Small knowledge, big challenge! This article is participating in the creation activity of “Essential Tips for Programmers”
This article has participated in the “Digitalstar Project” and won a creative gift package to challenge the creative incentive money.
【 Mongo series 】mongodb learning four, aggregation knowledge comb
What is aggregated data?
Let’s look at aggregate data first
Data Aggregation is the merging of Data from different Data sources. .
Clustering, also known as cluster analysis, is a technique for analyzing statistical data.
It is widely used in many fields, including machine learning, data mining, pattern recognition, image analysis and bioinformatics.

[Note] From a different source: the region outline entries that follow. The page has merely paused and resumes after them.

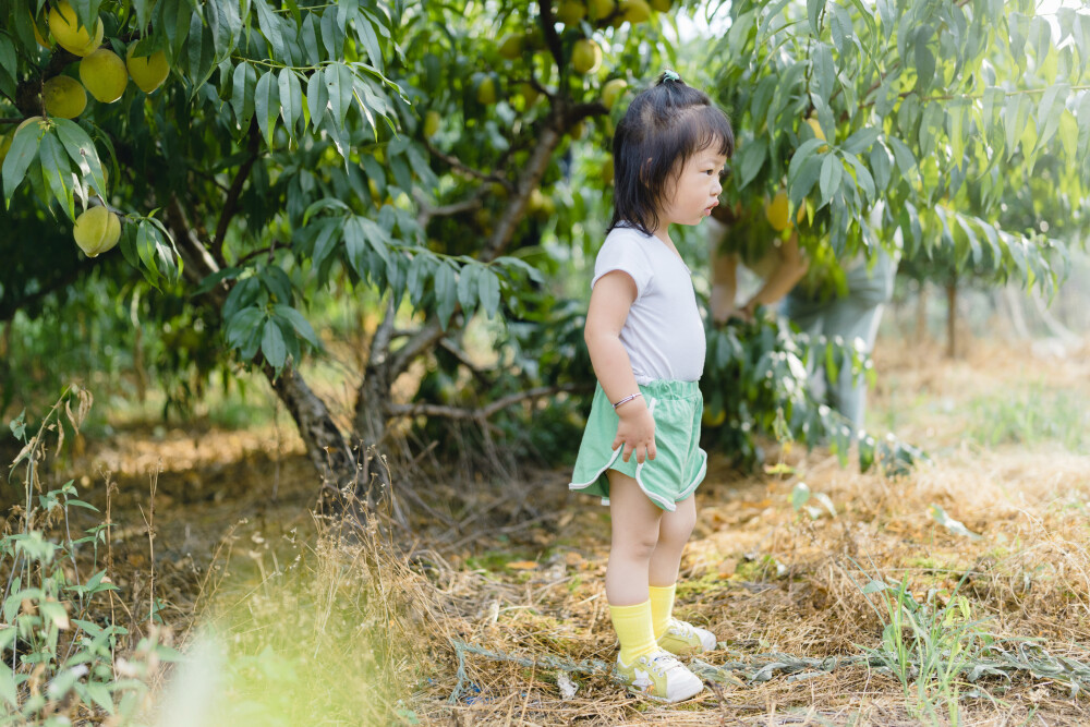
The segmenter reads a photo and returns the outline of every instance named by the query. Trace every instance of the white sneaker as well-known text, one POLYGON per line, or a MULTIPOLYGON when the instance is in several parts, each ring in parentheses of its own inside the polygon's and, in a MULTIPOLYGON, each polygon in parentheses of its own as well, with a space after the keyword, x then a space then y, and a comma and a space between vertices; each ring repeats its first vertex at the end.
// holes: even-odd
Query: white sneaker
POLYGON ((630 692, 656 702, 681 702, 704 691, 704 682, 667 652, 644 654, 631 665, 618 656, 614 674, 630 692))
POLYGON ((716 641, 715 634, 707 629, 671 618, 666 633, 658 638, 658 646, 677 656, 692 656, 714 651, 716 641))

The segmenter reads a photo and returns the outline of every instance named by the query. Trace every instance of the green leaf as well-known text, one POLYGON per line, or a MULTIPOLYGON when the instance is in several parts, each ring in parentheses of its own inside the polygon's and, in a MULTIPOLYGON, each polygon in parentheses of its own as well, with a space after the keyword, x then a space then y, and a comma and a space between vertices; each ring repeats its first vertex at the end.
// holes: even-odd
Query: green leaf
POLYGON ((383 53, 378 49, 378 36, 375 35, 375 28, 371 21, 364 20, 362 16, 358 17, 355 21, 355 32, 359 34, 360 41, 363 43, 363 47, 367 51, 371 64, 382 72, 383 53))
POLYGON ((868 171, 867 167, 859 160, 858 157, 849 154, 845 156, 845 159, 847 159, 848 163, 850 163, 852 169, 856 170, 856 183, 862 189, 867 201, 873 201, 875 189, 874 178, 871 177, 871 172, 868 171))
POLYGON ((306 81, 306 108, 311 112, 311 129, 316 131, 329 108, 329 90, 322 71, 315 71, 306 81))
POLYGON ((1007 133, 1007 159, 1018 149, 1018 137, 1026 131, 1031 108, 1032 102, 1022 94, 1012 94, 1007 97, 1006 107, 1003 109, 1003 124, 1007 133))
POLYGON ((499 278, 489 268, 484 268, 477 281, 477 296, 481 307, 489 318, 499 312, 499 278))
POLYGON ((482 269, 479 265, 465 265, 458 272, 458 302, 463 311, 472 311, 477 302, 477 277, 482 269))
POLYGON ((83 130, 83 126, 68 119, 53 119, 57 129, 57 137, 64 145, 68 156, 75 162, 80 173, 84 179, 90 178, 94 187, 104 192, 106 190, 106 174, 102 171, 102 162, 98 158, 98 149, 90 136, 83 130))
POLYGON ((40 125, 35 122, 20 129, 15 132, 14 138, 12 138, 11 148, 8 149, 8 156, 3 160, 2 177, 5 207, 11 204, 11 196, 26 175, 26 170, 29 168, 31 162, 38 156, 39 134, 40 125))
POLYGON ((848 154, 861 154, 871 148, 871 145, 877 141, 881 134, 882 130, 877 126, 863 126, 849 136, 841 147, 848 154))
POLYGON ((1079 122, 1075 114, 1064 109, 1059 114, 1059 143, 1064 147, 1064 155, 1068 162, 1075 161, 1075 154, 1079 144, 1079 122))
POLYGON ((833 96, 836 84, 836 64, 833 62, 833 49, 828 44, 819 43, 811 56, 813 62, 813 82, 818 96, 827 105, 833 96))
POLYGON ((435 306, 439 324, 447 329, 450 315, 458 302, 458 282, 455 280, 455 269, 447 263, 441 263, 435 271, 435 306))
POLYGON ((344 57, 344 28, 337 25, 337 13, 322 13, 322 45, 326 47, 326 53, 332 59, 344 57))
POLYGON ((190 4, 189 0, 158 0, 156 4, 159 21, 158 28, 161 28, 167 37, 169 48, 168 56, 172 65, 178 65, 185 38, 190 34, 190 23, 193 14, 199 15, 199 9, 190 4))
POLYGON ((299 76, 291 69, 280 71, 277 85, 280 92, 280 113, 283 124, 288 130, 288 136, 294 136, 295 122, 303 112, 303 88, 299 83, 299 76))
POLYGON ((893 147, 894 159, 897 161, 897 169, 900 170, 901 177, 908 179, 909 174, 912 173, 912 170, 916 169, 916 155, 912 154, 912 150, 908 148, 908 145, 905 144, 905 142, 900 141, 896 136, 891 136, 888 138, 889 146, 893 147))
POLYGON ((1049 86, 1041 96, 1041 104, 1037 109, 1037 118, 1039 122, 1041 119, 1044 120, 1044 129, 1037 138, 1038 149, 1043 148, 1052 141, 1052 137, 1055 136, 1056 131, 1059 129, 1059 120, 1067 108, 1067 95, 1070 90, 1071 87, 1068 84, 1057 83, 1054 86, 1049 86))
POLYGON ((15 99, 15 77, 12 73, 17 66, 15 44, 7 33, 0 33, 0 94, 9 99, 15 99))
POLYGON ((352 71, 342 63, 332 63, 324 72, 326 92, 329 94, 329 111, 338 128, 344 125, 344 117, 352 106, 352 89, 355 78, 352 71))
POLYGON ((318 14, 314 12, 306 13, 306 17, 303 19, 302 27, 300 28, 300 34, 302 36, 303 51, 310 53, 307 60, 313 64, 317 65, 322 62, 322 46, 318 45, 318 14))
POLYGON ((885 190, 889 186, 892 162, 889 160, 889 150, 882 144, 875 144, 871 147, 871 171, 874 174, 874 183, 879 190, 885 190))
POLYGON ((763 136, 753 138, 742 146, 738 154, 738 189, 746 189, 761 171, 767 148, 768 142, 763 136))
POLYGON ((152 8, 155 0, 133 0, 133 9, 136 11, 136 25, 141 31, 147 29, 147 24, 152 22, 152 8))
POLYGON ((38 146, 38 159, 41 163, 41 175, 49 184, 49 191, 61 203, 61 208, 75 219, 75 189, 78 178, 72 173, 68 153, 55 134, 46 134, 38 146))
POLYGON ((844 165, 835 154, 829 154, 821 166, 821 204, 819 209, 828 204, 833 195, 840 190, 840 178, 844 175, 844 165))
POLYGON ((291 324, 292 329, 314 348, 322 348, 318 337, 314 334, 314 328, 303 314, 290 305, 274 305, 272 312, 286 318, 291 324))
POLYGON ((257 306, 242 308, 232 315, 228 318, 227 328, 223 331, 228 346, 240 348, 264 319, 265 311, 257 306))
POLYGON ((874 437, 860 433, 859 471, 867 472, 874 464, 874 437))
POLYGON ((927 90, 935 77, 935 54, 928 47, 933 34, 930 25, 924 25, 916 33, 916 88, 920 93, 927 90))
POLYGON ((254 118, 254 94, 257 87, 257 71, 250 63, 240 63, 234 69, 231 88, 231 108, 240 129, 247 129, 254 118))
POLYGON ((272 134, 276 131, 276 118, 280 114, 279 84, 272 71, 266 71, 257 81, 254 92, 254 116, 257 126, 262 130, 265 144, 272 148, 272 134))
POLYGON ((288 360, 288 347, 283 340, 283 331, 272 318, 265 322, 265 330, 262 334, 262 355, 277 373, 283 368, 283 364, 288 360))
POLYGON ((818 19, 825 9, 825 0, 807 0, 807 20, 810 21, 810 33, 816 38, 821 36, 818 19))
MULTIPOLYGON (((280 31, 280 19, 274 13, 265 0, 253 0, 254 8, 257 9, 257 22, 262 28, 262 35, 269 41, 272 58, 276 60, 290 60, 283 53, 283 37, 280 31)), ((258 116, 261 121, 261 116, 258 116)))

What is an aggregated query?
Aggregate operations process data by recording and returning computed results
Office and action group values come from multiple documents, and you can perform various operations on grouped data to range a single result
Aggregation operations generally include the following three categories:
- Single action polymerization
- Polymerization pipe
- MapReduce
Docs.mongodb.com/manual/aggr…
Single action polymerization
Mongodb itself provides the following aggregation functions with a single function. Compared with aggregation pipes and mapReduce, these single aggregation functions are not flexible and lack rich functions
- Db.collection name.estimatedDocumentCount ()
A rough calculation of the number of documents is an estimate
- Db. Set name.count()
Counting the number of documents is done through aggregation
- Db. Set name. Distinct ()
See what values a field has
Such as:
> db.users.find()
{ "_id" : ObjectId("61584aeeee74dfe04dac57e9"), "name" : "xiaokeai", "age" : 25, "hobby" : "reading", "infos" : { "tall" : 175, "height" : 62 }, "school" : "cs" }
{ "_id" : ObjectId("615a56d6bc6afecd2cff8f96"), "name" : "xiaozhu", "age" : 15, "hobby" : "basketball", "infos" : { "tall" : 190, "height" : 70 }, "school" : "sh" }
{ "_id" : ObjectId("615a5856d988690b07c69f64"), "name" : "xiaopang" }
{ "_id" : ObjectId("615a5917d988690b07c69f66"), "name" : "nancy", "age" : 25, "hobby" : "study", "infos" : { "tall" : 175, "height" : 60 }, "school" : "hn" }
{ "_id" : ObjectId("615a5917d988690b07c69f67"), "name" : "job", "age" : 19, "hobby" : "basketball", "infos" : { "tall" : 170, "height" : 70 }, "school" : "nj" }
> db.users.distinct("age")[15, 19, 25]Copy the code
In the above example, use db.users.distinct(“age”) to check the values of the age field
Polymerization pipe
Docs.mongodb.com/manual/core…
The aggregate pipe consists of several stages, each of which transforms the file as it passes through a pipe, which we can think of as a Pipe in Linux, where the input of the next instruction is the output of the previous instruction
< span style = "box-sizing: border-box; line-height: 22px; display: block; word-break: inherit! Important;"
- pipelines
A set of data aggregation phases, except for $out, $Merge, and $geonear, may occur only once in the pipe. The other operators may occur multiple times in the pipe each phase
- options
Optional, aggregate other parameters of the operation
This includes query plans, whether to use temporary files, cursors, maximum operation times, read and write policies, mandatory indexes, and so on
Commonly used pipeline polymerization stage
Comb through the commonly used pipeline polymerization stages as follows
Stage key | describe |
---|---|
$match | filter |
$group | grouping |
$project | Display field |
$lookup | More than a table |
$unwind | An array of |
$out | The results are imported into the new table |
$count | $document count |
$sort ,$skip .$limit |
Sorting and paging |
The other stages we see website docs.mongodb.com/manual/refe…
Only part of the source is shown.